Bang away good and strong!

Oh, what'll I do for a bang away

When my Lulu's dead and gone!

Then endless verses, each bawdier than the last:

My Lulu had a chicken,

My Lulu had a duck.

She took them into bed with her

And taught them how to -

BANG! away my Lulu!

Bang away good and strong!

Until at last Briney couldn't stretch it out any longer and had to spend.

While he was resting and recovering, he might demand of me a bedtime story, wanting to know how I had improved each shining hour with a little creative adultery.

He didn't mean what I may have done with Nelson and or Betty Lou; that was all in the family and didn't count. ‘What's new, Mo? Are you getting to be a dead arse in your old age? You, the Scandal of Thebes County? Tell me it's not true! '

Now believe me, friends, between dishes and nappies, cooking and cleaning, sewing and darning, wiping poses and soothing children's tragedies, I didn't have time to commit enough adultery to interest even a young priest. After that ridiculous and embarrassing contretemps with Reverend Zeke I can't recall any illicit bed-bouncing Maureen did between 1906 and 1918 that my husband did not initiate and condone in advance. .. and not much of that as Briney was if anything even busier than I.

I must have been a great disappointment to Mrs Grundy (several of her lived in our block, many of her went to our church) as, during those ten years leading up to the war that eventually was called World War One or War of the Collapse, First Phase - during that decade I not only tried to simulate the perfect, conservative, Bible-belt lady and housewife, I actually was that sexless, modest, church-oriented creature - except in bed with the door locked, alone or with my husband or, on rare and utterly safe occasions, in bed with someone else but with my husband's permission and approval and usually with his chaperonage.

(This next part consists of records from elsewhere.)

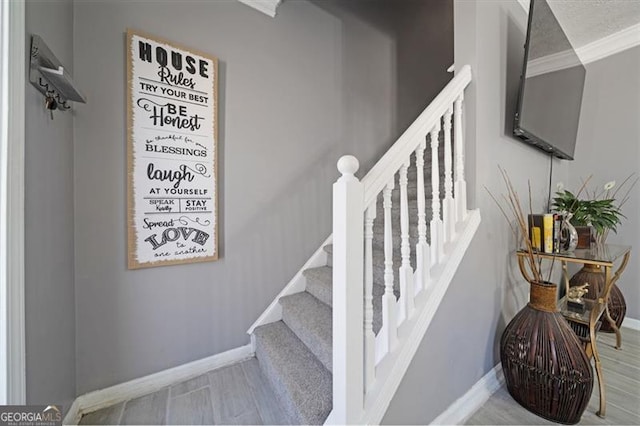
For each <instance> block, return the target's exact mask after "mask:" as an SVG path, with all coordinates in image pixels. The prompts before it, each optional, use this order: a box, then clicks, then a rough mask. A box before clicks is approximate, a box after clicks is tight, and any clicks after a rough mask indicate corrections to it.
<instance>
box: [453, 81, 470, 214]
mask: <svg viewBox="0 0 640 426" xmlns="http://www.w3.org/2000/svg"><path fill="white" fill-rule="evenodd" d="M463 100H464V93H463V92H461V93H460V95H459V96H458V98H457V99H456V100H455V103H454V112H453V121H454V126H455V127H454V133H453V135H454V137H455V141H456V150H455V151H456V152H455V153H456V183H455V189H454V191H455V200H456V220H457V222H458V223H460V222H462V221H464V220H465V219H466V217H467V183H466V182H465V180H464V144H463V138H462V136H463V135H462V101H463Z"/></svg>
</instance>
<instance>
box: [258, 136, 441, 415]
mask: <svg viewBox="0 0 640 426" xmlns="http://www.w3.org/2000/svg"><path fill="white" fill-rule="evenodd" d="M440 139H441V141H442V133H441V135H440ZM430 155H431V154H430V148H429V146H428V147H427V150H426V151H425V172H424V187H425V197H426V200H425V207H426V212H425V213H426V217H425V219H426V222H427V240H429V229H428V227H429V222H430V220H431V200H430V199H431V167H430ZM442 156H443V154H442V147H441V148H440V157H441V158H440V161H441V163H440V164H441V165H442ZM412 157H415V156H412ZM411 164H412V166H411V167H410V168H409V170H408V173H407V175H408V179H409V181H408V184H407V199H408V213H409V244H410V246H411V256H410V262H411V267H412V268H413V269H414V270H415V245H416V243H417V240H418V235H417V234H418V230H417V228H418V218H417V212H418V203H417V193H418V191H417V182H416V176H417V172H416V168H415V158H412V162H411ZM441 170H442V166H441ZM443 181H444V179H443V178H442V177H441V179H440V195H441V197H444V184H443ZM382 201H383V200H382V194H381V195H380V196H379V197H378V200H377V206H376V214H377V217H376V219H375V221H374V225H373V253H372V254H373V331H374V333H376V334H377V333H378V332H379V330H380V328H381V327H382V296H383V294H384V207H383V202H382ZM391 202H392V208H391V221H392V222H391V223H392V233H393V272H394V295H395V297H396V299H397V298H398V297H399V296H400V286H399V279H398V275H399V273H398V269H399V267H400V265H401V259H402V258H401V250H400V244H401V238H400V213H401V212H400V186H399V178H398V175H396V182H395V188H394V190H393V191H392V193H391ZM323 249H324V251H325V252H326V253H327V264H326V265H325V266H321V267H317V268H309V269H307V270H305V271H303V276H304V278H305V280H306V290H305V291H303V292H300V293H296V294H292V295H288V296H284V297H281V298H280V300H279V303H280V307H281V308H282V321H277V322H274V323H271V324H266V325H263V326H260V327H257V328H256V329H255V330H254V337H255V343H256V357H257V359H258V363H259V365H260V367H261V369H262V370H263V372H264V374H265V376H266V377H267V379H268V380H269V383H270V384H271V386H272V387H273V389H274V393H275V394H276V396H277V397H278V399H279V400H280V402H281V404H282V406H283V407H285V410H286V411H287V414H288V415H289V417H290V418H291V419H292V421H293V422H294V423H298V424H322V423H324V421H325V420H326V418H327V416H328V415H329V413H330V412H331V409H332V374H331V371H332V362H333V360H332V322H333V321H332V309H331V306H332V296H333V291H332V288H333V284H332V282H333V276H332V275H333V268H332V266H333V262H332V255H333V246H332V245H327V246H325V247H323Z"/></svg>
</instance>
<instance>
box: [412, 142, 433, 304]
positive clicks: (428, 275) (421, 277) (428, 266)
mask: <svg viewBox="0 0 640 426" xmlns="http://www.w3.org/2000/svg"><path fill="white" fill-rule="evenodd" d="M426 147H427V142H426V139H425V138H424V137H423V138H421V139H420V144H419V145H418V148H416V175H417V177H416V179H417V180H418V182H417V184H418V243H417V244H416V290H415V293H416V294H418V293H419V292H420V291H421V290H422V289H425V288H427V286H428V285H429V280H430V277H431V274H430V271H431V260H430V251H429V244H427V213H426V202H425V193H424V150H425V149H426Z"/></svg>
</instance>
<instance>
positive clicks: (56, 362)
mask: <svg viewBox="0 0 640 426" xmlns="http://www.w3.org/2000/svg"><path fill="white" fill-rule="evenodd" d="M26 26H27V34H26V40H25V42H26V43H27V52H29V48H30V47H29V46H30V45H31V34H38V35H40V36H42V38H43V39H44V40H45V42H46V43H47V45H48V46H49V47H50V48H51V50H53V52H54V53H55V54H56V55H57V57H58V59H60V60H61V61H62V63H63V64H64V65H65V66H66V67H68V69H69V70H72V68H71V67H72V66H73V3H72V1H71V0H64V1H62V0H55V1H28V2H26ZM25 91H26V153H25V154H26V164H25V167H26V176H25V179H26V183H25V185H26V188H25V191H26V193H25V211H26V214H25V226H26V235H25V257H26V258H25V262H26V264H25V269H26V271H25V304H26V307H25V309H26V355H27V359H26V362H27V364H26V369H27V403H29V404H63V405H65V408H68V407H69V404H70V403H71V401H72V400H73V398H74V397H75V386H76V385H75V304H74V258H73V247H74V240H73V231H74V229H73V219H74V209H73V206H74V203H73V183H74V179H73V113H69V112H59V111H57V112H54V117H55V119H54V120H53V121H52V120H51V119H50V118H49V113H48V112H47V111H45V109H44V98H43V96H42V95H41V94H40V92H38V91H37V90H36V89H35V88H34V87H33V86H31V84H30V83H29V82H28V81H27V85H26V88H25ZM80 108H82V107H80Z"/></svg>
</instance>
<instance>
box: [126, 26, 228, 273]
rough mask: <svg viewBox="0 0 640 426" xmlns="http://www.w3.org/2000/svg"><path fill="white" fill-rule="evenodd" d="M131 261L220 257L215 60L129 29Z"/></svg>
mask: <svg viewBox="0 0 640 426" xmlns="http://www.w3.org/2000/svg"><path fill="white" fill-rule="evenodd" d="M127 74H128V81H127V116H128V118H127V120H128V131H127V136H128V148H127V151H128V152H127V156H128V160H127V163H128V202H127V210H128V246H129V247H128V266H129V268H130V269H136V268H146V267H153V266H162V265H176V264H182V263H193V262H207V261H212V260H217V259H218V210H217V209H218V203H217V193H218V191H217V169H218V168H217V162H218V157H217V142H218V140H217V134H218V126H217V119H218V114H217V105H218V99H217V94H218V93H217V86H218V60H217V59H216V58H215V57H213V56H210V55H207V54H204V53H201V52H197V51H195V50H193V49H189V48H185V47H182V46H178V45H175V44H173V43H170V42H168V41H165V40H161V39H158V38H155V37H151V36H149V35H146V34H143V33H140V32H137V31H133V30H128V31H127Z"/></svg>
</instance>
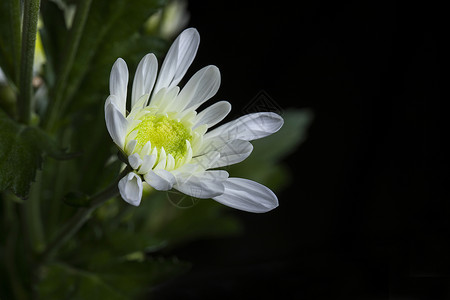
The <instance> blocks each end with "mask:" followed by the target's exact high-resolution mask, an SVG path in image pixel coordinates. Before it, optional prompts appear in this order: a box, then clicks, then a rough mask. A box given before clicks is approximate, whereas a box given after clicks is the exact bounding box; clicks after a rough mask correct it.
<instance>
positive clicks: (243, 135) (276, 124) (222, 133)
mask: <svg viewBox="0 0 450 300" xmlns="http://www.w3.org/2000/svg"><path fill="white" fill-rule="evenodd" d="M283 123H284V121H283V118H282V117H281V116H279V115H277V114H276V113H272V112H261V113H253V114H248V115H245V116H242V117H240V118H238V119H237V120H234V121H231V122H229V123H226V124H224V125H222V126H220V127H217V128H216V129H214V130H212V131H210V132H208V133H207V134H206V135H205V137H204V139H205V140H207V139H210V138H220V139H222V140H224V141H228V140H232V139H240V140H246V141H251V140H256V139H260V138H263V137H266V136H268V135H271V134H272V133H275V132H277V131H278V130H279V129H280V128H281V126H283Z"/></svg>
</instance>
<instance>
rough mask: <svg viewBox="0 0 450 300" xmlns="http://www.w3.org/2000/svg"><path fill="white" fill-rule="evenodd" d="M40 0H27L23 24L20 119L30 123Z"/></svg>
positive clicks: (20, 71) (22, 32)
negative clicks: (36, 35) (33, 75)
mask: <svg viewBox="0 0 450 300" xmlns="http://www.w3.org/2000/svg"><path fill="white" fill-rule="evenodd" d="M39 6H40V0H25V3H24V14H23V15H24V16H23V26H22V54H21V63H20V77H19V89H20V91H19V101H18V112H19V121H20V122H22V123H24V124H30V121H31V98H32V95H33V89H32V85H31V83H32V80H33V63H34V51H35V47H36V34H37V23H38V17H39Z"/></svg>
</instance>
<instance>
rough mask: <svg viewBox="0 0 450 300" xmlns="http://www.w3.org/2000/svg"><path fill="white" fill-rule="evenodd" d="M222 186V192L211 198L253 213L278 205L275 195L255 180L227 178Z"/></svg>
mask: <svg viewBox="0 0 450 300" xmlns="http://www.w3.org/2000/svg"><path fill="white" fill-rule="evenodd" d="M224 186H225V191H224V193H223V194H222V195H220V196H216V197H214V198H213V199H214V200H215V201H217V202H219V203H222V204H223V205H226V206H229V207H232V208H236V209H240V210H243V211H248V212H253V213H263V212H268V211H270V210H272V209H274V208H276V207H277V206H278V199H277V196H276V195H275V194H274V193H273V192H272V191H271V190H270V189H269V188H267V187H265V186H264V185H262V184H259V183H257V182H254V181H251V180H248V179H243V178H228V180H227V181H226V182H225V183H224Z"/></svg>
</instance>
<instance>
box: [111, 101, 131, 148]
mask: <svg viewBox="0 0 450 300" xmlns="http://www.w3.org/2000/svg"><path fill="white" fill-rule="evenodd" d="M105 121H106V128H107V129H108V132H109V135H110V136H111V138H112V139H113V141H114V143H116V145H117V146H119V148H120V149H123V148H124V144H125V135H126V133H127V126H128V122H127V119H125V117H124V116H123V114H122V113H120V112H119V110H118V109H117V108H116V106H115V105H114V104H113V103H109V104H108V105H107V106H106V108H105Z"/></svg>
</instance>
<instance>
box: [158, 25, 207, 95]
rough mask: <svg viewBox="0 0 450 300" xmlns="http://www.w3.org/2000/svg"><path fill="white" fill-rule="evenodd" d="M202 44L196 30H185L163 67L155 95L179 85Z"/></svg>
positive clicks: (177, 39) (190, 64)
mask: <svg viewBox="0 0 450 300" xmlns="http://www.w3.org/2000/svg"><path fill="white" fill-rule="evenodd" d="M199 43H200V35H199V34H198V31H197V30H196V29H195V28H188V29H186V30H184V31H183V32H182V33H181V34H180V35H179V36H178V37H177V38H176V39H175V41H174V42H173V44H172V46H171V47H170V49H169V51H168V52H167V55H166V58H165V59H164V62H163V64H162V67H161V71H160V73H159V77H158V80H157V81H156V85H155V89H154V93H157V92H158V91H159V90H160V89H161V88H163V87H172V86H175V85H177V84H178V83H179V82H180V80H181V79H182V78H183V76H184V74H186V71H187V69H188V68H189V66H190V65H191V63H192V61H193V60H194V57H195V54H196V53H197V49H198V45H199Z"/></svg>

Besides which, only a robot can stay coupled enough hours out of the year to matter. Even Galahad, tireless as he is, spends most of his time being the leader of Ishtar's best surgical team. (Galahad. .. Galahad reminds me of Nelson. Not just in appearance; the two are twins in temperament and attitudes - even in body odour now that I think of it. When I get home, I must ask Ishtar and Justin how much of Galahad derives from Nelson. Since we Howards started with a limited gene pool, convergence, along with probability and chance, often comes close to physically reincarnating a remote ancestor in some descendant on Tertius or Secundus. )

Which reminds me of what I did with part of my time and how Random Numbers got his name.

I don't think there was ever a month in the first half of the twentieth century but what both Briney and I were studying something. .. and usually studying a language besides, which hardly counts; we had to stay ahead of our children. We usually did not study the same thing - Briney did not study shorthand or ballet; I did not study petroleum extraction methods or evaporation control in irrigation. But study we did. I studied because I had been left with a horrid feeling of intellectual coitus interruptos through not being able to go on to college at least through a bachelor's degree, and Brian studied because, well, because he was a Renaissance man with all knowledge his field. According to the Archives my first husband lasted one hundred and nineteen years. It is a cinch bet that he was studying some subject new to him the last few weeks of his life.

Sometimes we studied together. In 1906 he started in on statistics, probability and chance by mail, the ICS school - and here were the books and the lessons in our house, so Maureen did them, too, all but mailing my work in. So we were both immersed in this most fascinating field of mathematics when our kitten, Random Numbers, joined our lives, courtesy of Mr Renwick, driver salesman for the Great Atlantic and Pacific Tea Company.